Embora não tenha enfrentado dificuldades orçamentárias para a conclusão do trabalho — que contou com colaborações internacionais — a pesquisadora não tem dúvidas de que poderia fazer mais se a UFRJ e a Ciência nacional apresentassem financiamento adequado. “A escassez de recursos nos obriga a limitar nossas pesquisas, deixando iniciativas valiosas apenas no papel. A pesquisa que realizo exige fomento contínuo, envolvendo equipamentos de alta resolução, técnicos especializados, reagentes específicos e infraestrutura, como um biotério, indispensável para o trabalho com organismos vivos”, exemplifica.
AVANÇO EM RANKING
Os artigos dos professores Ismar e Christine certamente irão contribuir para futuras avaliações da universidade em rankings nacionais e internacionais nos quais a UFRJ já se destaca. Na manhã de 12 de novembro, pouco antes dos primeiros cortes de energia, a instituição celebrava um avanço significativo na classificação realizada pela revista inglesa Times Higher Education para a América Latina: a maior federal do país saiu de uma modesta 11ª posição no ano passado para o terceiro lugar — atrás apenas da USP e Unicamp.

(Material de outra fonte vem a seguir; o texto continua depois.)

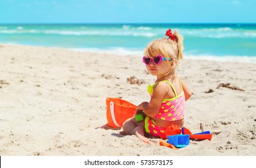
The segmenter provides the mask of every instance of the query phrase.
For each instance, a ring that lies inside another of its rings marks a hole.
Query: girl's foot
[[[133,131],[133,134],[136,135],[139,139],[142,140],[145,143],[148,145],[151,145],[152,143],[148,138],[146,138],[143,133],[143,130],[140,126],[138,126],[135,128]]]

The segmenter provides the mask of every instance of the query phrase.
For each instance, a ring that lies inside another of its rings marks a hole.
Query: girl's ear
[[[178,60],[176,59],[174,59],[173,61],[172,61],[172,67],[175,67],[176,65],[177,65],[177,64],[178,64]]]

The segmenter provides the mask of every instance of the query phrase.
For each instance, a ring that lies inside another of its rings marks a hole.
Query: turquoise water
[[[0,25],[0,43],[140,55],[169,28],[183,35],[187,55],[256,58],[255,24]]]

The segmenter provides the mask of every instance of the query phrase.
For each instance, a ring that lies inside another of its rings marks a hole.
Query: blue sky
[[[255,0],[0,0],[0,23],[256,23]]]

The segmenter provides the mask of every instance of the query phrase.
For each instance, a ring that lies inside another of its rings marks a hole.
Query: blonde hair
[[[175,75],[176,69],[183,58],[183,37],[176,30],[172,35],[175,40],[170,38],[161,38],[151,41],[144,50],[144,55],[149,58],[161,55],[166,59],[171,58],[173,61],[166,61],[170,65],[167,74]],[[177,60],[177,64],[175,63],[175,59]]]

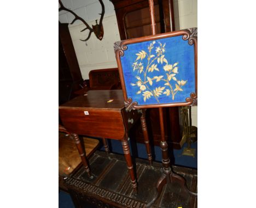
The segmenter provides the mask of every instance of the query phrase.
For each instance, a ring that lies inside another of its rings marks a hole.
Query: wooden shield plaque
[[[197,102],[197,45],[196,28],[116,42],[126,108]]]

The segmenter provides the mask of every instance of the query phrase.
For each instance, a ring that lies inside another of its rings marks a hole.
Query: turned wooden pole
[[[82,145],[79,137],[76,133],[72,133],[71,134],[71,136],[73,138],[74,138],[75,145],[77,146],[77,150],[78,150],[78,152],[79,153],[80,156],[81,157],[83,164],[85,168],[85,171],[88,174],[88,176],[90,178],[93,178],[93,176],[91,174],[91,172],[90,170],[88,163],[86,158],[85,152],[84,151],[84,148],[83,148],[83,146]]]
[[[154,9],[154,1],[149,0],[148,3],[149,4],[149,13],[150,14],[151,29],[152,31],[152,35],[155,35],[155,12]]]
[[[136,179],[135,178],[135,174],[134,173],[133,166],[132,165],[132,161],[131,156],[131,153],[130,152],[129,144],[127,142],[127,137],[125,137],[121,140],[123,150],[124,151],[124,154],[126,161],[127,168],[129,171],[130,176],[131,177],[131,184],[132,187],[133,188],[133,191],[135,193],[137,193],[138,189],[137,187]]]
[[[109,156],[109,148],[108,148],[108,141],[106,138],[102,138],[102,142],[103,143],[105,151],[107,153],[107,156]]]

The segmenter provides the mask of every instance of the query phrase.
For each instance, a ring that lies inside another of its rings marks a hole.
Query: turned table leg
[[[84,151],[84,148],[83,148],[79,137],[76,133],[72,133],[71,135],[74,138],[75,145],[77,146],[77,150],[78,150],[78,152],[81,157],[83,164],[85,168],[85,171],[87,172],[88,176],[90,178],[93,178],[93,176],[91,174],[91,172],[88,166],[88,162],[86,160],[85,152]]]
[[[108,157],[109,156],[109,148],[108,148],[108,141],[106,138],[102,138],[102,142],[103,143],[104,148]]]
[[[132,161],[130,152],[129,145],[127,142],[127,138],[125,137],[122,140],[123,150],[124,151],[124,156],[126,160],[127,167],[129,171],[130,176],[131,177],[131,184],[132,187],[133,188],[133,192],[135,193],[137,192],[137,181],[135,178],[135,174],[134,173],[133,166],[132,165]]]
[[[141,117],[141,127],[142,132],[143,133],[144,142],[146,147],[147,153],[148,154],[148,158],[149,162],[149,164],[152,166],[152,155],[151,154],[151,148],[149,144],[149,139],[148,138],[148,129],[147,128],[147,124],[146,121],[146,110],[142,109],[142,114]]]

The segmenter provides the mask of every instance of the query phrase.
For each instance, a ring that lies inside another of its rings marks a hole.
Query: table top
[[[86,108],[121,110],[125,107],[122,90],[89,90],[59,106],[59,108]]]

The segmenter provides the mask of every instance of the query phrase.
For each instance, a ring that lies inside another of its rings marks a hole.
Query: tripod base
[[[151,205],[152,205],[152,204],[154,204],[156,199],[158,199],[158,197],[159,197],[159,195],[161,194],[161,192],[162,192],[162,189],[164,185],[173,182],[178,182],[179,183],[182,189],[185,192],[187,192],[189,194],[195,197],[197,196],[197,193],[193,192],[188,188],[186,181],[183,177],[179,175],[173,173],[172,172],[171,172],[167,174],[163,173],[160,178],[158,180],[158,181],[156,183],[155,195],[154,196],[153,199],[147,204],[146,207],[149,207]]]

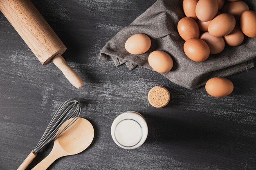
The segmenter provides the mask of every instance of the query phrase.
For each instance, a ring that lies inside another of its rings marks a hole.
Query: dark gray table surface
[[[51,170],[255,170],[256,69],[230,76],[230,96],[212,97],[157,73],[99,62],[99,48],[155,0],[32,1],[67,47],[63,56],[85,85],[76,89],[53,64],[41,65],[0,13],[0,170],[15,170],[35,147],[58,106],[81,99],[82,117],[95,129],[91,146],[61,158]],[[164,108],[151,106],[156,85],[171,93]],[[111,124],[128,110],[142,114],[148,139],[137,149],[118,147]],[[30,170],[50,151],[40,152]]]

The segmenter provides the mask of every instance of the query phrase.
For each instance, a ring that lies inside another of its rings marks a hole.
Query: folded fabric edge
[[[193,89],[203,86],[211,78],[215,77],[226,77],[245,71],[248,71],[248,70],[253,68],[254,66],[254,64],[253,60],[250,60],[247,62],[224,68],[221,70],[208,73],[198,77],[198,79],[202,79],[202,81],[201,82],[197,82],[197,83],[189,87],[189,89]]]

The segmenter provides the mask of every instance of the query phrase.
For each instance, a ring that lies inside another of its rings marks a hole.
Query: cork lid
[[[150,90],[148,97],[151,105],[157,108],[161,108],[169,103],[170,93],[165,87],[157,86]]]

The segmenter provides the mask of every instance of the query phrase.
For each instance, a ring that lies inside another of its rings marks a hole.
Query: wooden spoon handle
[[[27,166],[32,162],[32,161],[36,156],[36,154],[34,153],[33,150],[31,151],[30,153],[24,161],[21,163],[17,170],[25,170],[26,169]]]
[[[53,152],[51,152],[47,157],[31,170],[45,170],[53,162],[59,157],[60,157],[57,154]]]
[[[67,65],[65,60],[60,54],[57,54],[52,59],[52,62],[62,71],[67,79],[74,86],[77,88],[83,86],[83,83],[81,78],[71,67]]]

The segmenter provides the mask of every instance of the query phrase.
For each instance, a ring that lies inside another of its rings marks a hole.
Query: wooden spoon
[[[66,121],[57,132],[62,130],[72,119]],[[51,152],[32,170],[46,170],[58,158],[81,152],[90,145],[94,137],[94,130],[92,124],[85,119],[78,118],[55,139]]]

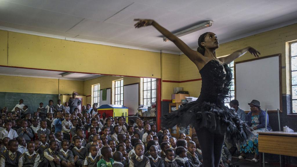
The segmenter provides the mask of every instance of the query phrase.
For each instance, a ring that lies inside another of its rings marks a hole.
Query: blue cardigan
[[[266,112],[264,110],[262,110],[260,109],[261,112],[260,112],[260,118],[259,121],[260,121],[260,124],[257,125],[257,128],[260,129],[260,128],[265,128],[265,115]],[[247,125],[250,127],[252,126],[252,111],[249,112],[247,114]],[[267,130],[270,130],[272,129],[271,127],[269,125],[269,119],[268,119],[268,114],[267,114]]]

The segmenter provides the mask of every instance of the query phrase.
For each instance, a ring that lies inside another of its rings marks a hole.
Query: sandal
[[[241,155],[239,155],[239,157],[237,157],[237,158],[240,160],[243,160],[244,159],[245,159],[246,158],[245,156],[241,156]]]
[[[256,159],[256,158],[253,158],[251,161],[253,162],[257,163],[258,162],[258,160]]]

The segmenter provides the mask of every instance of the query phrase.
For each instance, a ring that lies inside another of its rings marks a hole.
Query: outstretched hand
[[[261,54],[259,51],[252,47],[250,47],[248,51],[249,53],[251,53],[251,54],[253,55],[256,57],[259,57],[259,55]]]
[[[138,21],[134,25],[135,28],[140,28],[142,27],[145,27],[151,25],[154,22],[153,20],[150,19],[140,19],[139,18],[134,19],[134,21]]]

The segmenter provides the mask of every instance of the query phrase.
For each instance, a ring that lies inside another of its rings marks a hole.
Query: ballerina
[[[251,47],[236,51],[226,56],[217,58],[219,48],[217,35],[208,32],[198,39],[197,51],[153,20],[135,19],[135,28],[152,26],[175,44],[197,67],[201,75],[200,94],[196,101],[164,116],[162,126],[167,128],[178,125],[195,127],[203,152],[204,167],[217,167],[219,163],[224,137],[241,142],[252,135],[247,125],[236,113],[224,105],[228,97],[232,79],[231,70],[227,64],[249,52],[256,57],[260,53]]]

Coordenadora geral do Escritório de Gestão de Indicadores de Desempenho (GID) da universidade, a professora Jacqueline Leta atribui parte do sucesso à profissionalização do próprio GID, criado na gestão da ex-reitora Denise Pires de Carvalho. “Existe essa equipe voltada para a coleta, organização e envio dos dados aos organizadores dos rankings”, explica. “Temos que gerar muitos desses indicadores. É todo um processo de garimpagem e tratamento das informações”.
Por outro lado, o THE é um ranking de indicadores complexos, com muitas variáveis. Uma melhor compreensão sobre o salto da UFRJ precisa considerar o desempenho em seus principais eixos, como o de citações das pesquisas. “Olhando os números, no eixo de citações, houve uma melhora muito forte (de 45,2 para 70,7). E esta parte pesa 10% da nota”, afirma Jacqueline. Além disso, a docente destaca que é preciso observar a situação das demais universidades. “É possível que algumas instituições que estavam à frente tenham piorado em algum ou vários desses indicadores”, diz.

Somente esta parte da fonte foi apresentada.